Uncle Vanya (3 of 21)
ACT I (CONT'D)ASTROFF. Is she faithful to him?
VOITSKI. Yes, unfortunately she is.
ASTROFF. Why unfortunately?
VOITSKI. Because such fidelity is false and unnatural, root and branch. It sounds well, but there is no logic in it. It is thought immoral for a woman to deceive an old husband whom she hates, but quite moral for her to strangle her poor youth in her breast and banish every vital desire from her heart.
TELEGIN. [In a tearful voice] Vanya, I don't like to hear you talk so. Listen, Vanya; every one who betrays husband or wife is faithless, and could also betray his country.
VOITSKI. [Crossly] Turn off the tap, Waffles.
TELEGIN. No, allow me, Vanya. My wife ran away with a lover on the day after our wedding, because my exterior was unprepossessing. I have never failed in my duty since then. I love her and am true to her to this day. I help her all I can and have given my fortune to educate the daughter of herself and her lover. I have forfeited my happiness, but I have kept my pride. And she? Her youth has fled, her beauty has faded according to the laws of nature, and her lover is dead. What has she kept?
HELENA and SONIA come in; after them comes MME. VOITSKAYA carrying a book. She sits down and begins to read. Some one hands her a glass of tea which she drinks without looking up.
SONIA. [Hurriedly, to the nurse] There are some peasants waiting out there. Go and see what they want. I shall pour the tea. [Pours out some glasses of tea.]
MARINA goes out. HELENA takes a glass and sits drinking in the hammock.
ASTROFF. I have come to see your husband. You wrote me that he had rheumatism and I know not what else, and that he was very ill, but he appears to be as lively as a cricket.
HELENA. He had a fit of the blues yesterday evening and complained of pains in his legs, but he seems all right again to-day.
ASTROFF. And I galloped over here twenty miles at break-neck speed! No matter, though, it is not the first time. Once here, however, I am going to stay until to-morrow, and at any rate sleep _quantum satis._
SONIA. Oh, splendid! You so seldom spend the night with us. Have you had dinner yet?
ASTROFF. No.
SONIA. Good. So you will have it with us. We dine at seven now. [Drinks her tea] This tea is cold!

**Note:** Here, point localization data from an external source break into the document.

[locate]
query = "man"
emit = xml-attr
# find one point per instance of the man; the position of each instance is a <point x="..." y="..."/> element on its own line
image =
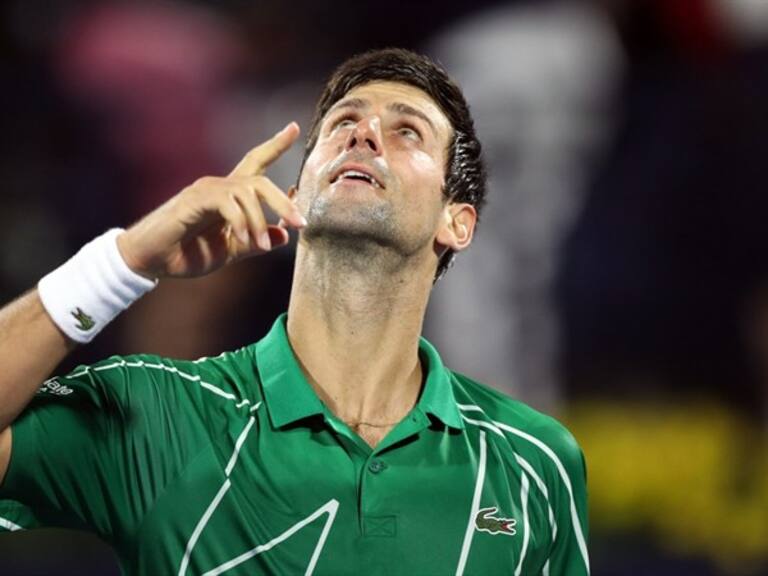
<point x="338" y="444"/>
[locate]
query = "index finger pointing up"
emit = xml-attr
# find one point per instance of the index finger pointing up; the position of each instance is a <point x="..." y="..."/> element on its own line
<point x="257" y="160"/>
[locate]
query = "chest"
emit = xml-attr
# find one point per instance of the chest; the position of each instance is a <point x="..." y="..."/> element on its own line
<point x="304" y="501"/>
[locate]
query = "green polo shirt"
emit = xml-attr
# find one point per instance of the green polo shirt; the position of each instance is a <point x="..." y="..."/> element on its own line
<point x="233" y="465"/>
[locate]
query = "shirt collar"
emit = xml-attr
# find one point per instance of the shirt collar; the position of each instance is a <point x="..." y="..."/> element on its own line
<point x="289" y="397"/>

TELEGIN. Yes, the samovar has grown cold.
HELENA. Don't mind, Monsieur Ivan, we will drink cold tea, then.
TELEGIN. I beg your pardon, my name is not Ivan, but Ilia, ma'am--Ilia Telegin, or Waffles, as I am sometimes called on account of my pock-marked face. I am Sonia's godfather, and his Excellency, your husband, knows me very well. I now live with you, ma'am, on this estate, and perhaps you will be so good as to notice that I dine with you every day.
SONIA. He is our great help, our right-hand man. [Tenderly] Dear godfather, let me pour you some tea.
MME. VOITSKAYA. Oh! Oh!
SONIA. What is it, grandmother?
MME. VOITSKAYA. I forgot to tell Alexander--I have lost my memory--I received a letter to-day from Paul Alexevitch in Kharkoff. He has sent me a new pamphlet.
ASTROFF. Is it interesting?
MME. VOITSKAYA. Yes, but strange. He refutes the very theories which he defended seven years ago. It is appalling!
VOITSKI. There is nothing appalling about it. Drink your tea, mamma.
MME. VOITSKAYA. It seems you never want to listen to what I have to say. Pardon me, Jean, but you have changed so in the last year that I hardly know you. You used to be a man of settled convictions and had an illuminating personality---
VOITSKI. Oh, yes. I had an illuminating personality, which illuminated no one. [A pause] I had an illuminating personality! You couldn't say anything more biting. I am forty-seven years old. Until last year I endeavoured, as you do now, to blind my eyes by your pedantry to the truths of life. But now--Oh, if you only knew! If you knew how I lie awake at night, heartsick and angry, to think how stupidly I have wasted my time when I might have been winning from life everything which my old age now forbids.